Par François Jarraud
En éducation civique plus qu’ailleurs le jeu peut alimenter la réflexion et le débat. Pionnier de cette démarche, Denis Sestier, de l’association Ludus, évoque ici 20 ans de jeux éducatifs sur la citoyenneté, du jeu de cartes à l’ordinateur.
Je me souviens de mon premier jeu, celui que j’ai créé durant ma première année d’enseignement il y a …. Il y a longtemps ! J’avais alors la charge de plusieurs classes de sixième dans un collège de la banlieue ouvrière de Caen. Mes élèves n’étaient ni pire ni meilleurs que d’autres mais simplement, j’avais le sentiment que les cours d’éducation civique que, jeune débutant, je leur proposais ne les passionnaient pas de manière excessive. Moi même d’ailleurs j’avais un peu tendance à m’ennuyer lors de pénibles séances sur le budget de la commune ou les compétences du conseil municipal.
A l’époque, « pédagogie » n’était pas encore devenu un gros mot, qu’on ne menaçait pas de brûler en place de grève ceux qui essayaient de sortir des sentiers battus…
J’avais pourtant bien lu mes programmes et mes instructions officielles, et en bon enseignant j’avais écumé les différents manuels pour me donner des idées… Et pourtant ce n’était pas très enthousiasmant… C’est en appelant à la rescousse mon expérience de joueur et ma formation d’animateur de centre de vacances que j’ai décidé d’essayer de créer un jeu pédagogique sur le thème du conseil municipal.
Il faut dire qu’à l’époque, « pédagogie » n’était pas encore devenu un gros mot, qu’on ne menaçait pas de brûler en place de grève ceux qui essayaient de sortir des sentiers battus et que l’ennui à l’école n’était pas encore considéré officiellement comme une composante normale de l’acte d’apprendre.
Quelques éclaireurs avaient défriché un peu le terrain mais il faut bien dire qu’au début des années 90 le jeu pédagogique restait dans l’ensemble – tout au moins pour le secondaire – une vaste terra incognita.
Ce premier jeu était un jeu de simulation très simple dans lequel les élèves sont appelés à jouer, pour les uns, un conseil municipal chargé d’équiper une commune et de gérer un budget tout en respectant l’intérêt général, et pour les autres, des porteurs de projets dont l’objectif est de décrocher budgets et subventions .
La réaction des élèves fut d’abord incrédule puis très rapidement enthousiaste.
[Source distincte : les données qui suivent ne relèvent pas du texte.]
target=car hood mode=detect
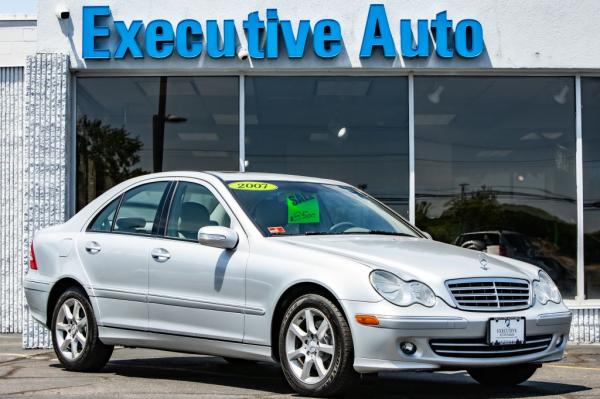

A telle enseigne qu’il fallut refaire plusieurs parties, les enfants voulant essayer plusieurs rôles (ma programmation en a d’ailleurs pris un coup !). Les résultats des élèves à l’évaluation suivante achevèrent de me convaincre de l’intérêt de la formule : la plupart des élèves avaient acquis l’essentiel des notions que j’avais souhaité faire passer et les résultats étaient au moins aussi bons que lors des évaluations précédentes, le plaisir et l’enthousiasme en plus.
Nul doute que cette première expérience a été importante : constater que les élèves – loin d’être blasés et rétifs à tout effort comme on les décrit parfois, étaient capables de s’impliquer avec énergie dans des activités scolaires, pour peu que ces activités soient adaptées à leur âge et leurs capacités, a profondément orienté ma pratique du métier.
Par la suite, la rencontre décisive avec mon ami Yvan Hochet et la création du réseau Ludus (1998) ont donné une dimension beaucoup plus importante à la réflexion sur le jeu en classe et à sa pratique. La suite de l’expérience a confirmé la conviction que l’éducation à la citoyenneté est un champ privilégié pour l’utilisation du jeu pédagogique, notamment en collège.
Pour nous en effet, l’éducation civique ne peut se limiter à l’instruction civique, c’est à dire à l’acquisition de connaissances purement techniques sur le fonctionnement des institutions politiques ou judiciaires du pays. Elle ne peut pas non plus se réduire à la seule connaissance des textes fondamentaux et des principes d’organisation de notre société. L’éducation civique, est d’abord et avant tout une éducation aux valeurs. Or éduquer aux valeurs est beaucoup plus complexe que de décrire l’organigramme de la 5ème république (même si l’un n’exclut jamais l’autre). De ce point de vue là, le jeu, et tout particulièrement le jeu de simulation est – parmi d’autres – un vecteur de tout premier ordre. La production commerciale de « jeux éducatifs » basés sur l’émulation et utilisables tels quels n’est pas négligeable (la vogue de l’EEDD stimule les producteurs) et il est facile pour l’enseignant de créer un jeu évaluant les connaissances (un quizz, un jeu de l’oie, un jeu de 7 familles, un clone du Trivial Pursuit…). Mais l’univers du jeu de simulation est beaucoup plus intéressant et il n’est pas forcément plus complexe. Un exemple : le principe des « jeux de coopération » consiste à obliger les joueurs à s’entraider pour pouvoir gagner (si on ne gagne pas ensemble, on perd tous). Eprouver la solidarité des élèves dans une simulation est à notre avis plus efficace que de leur en faire recopier la définition.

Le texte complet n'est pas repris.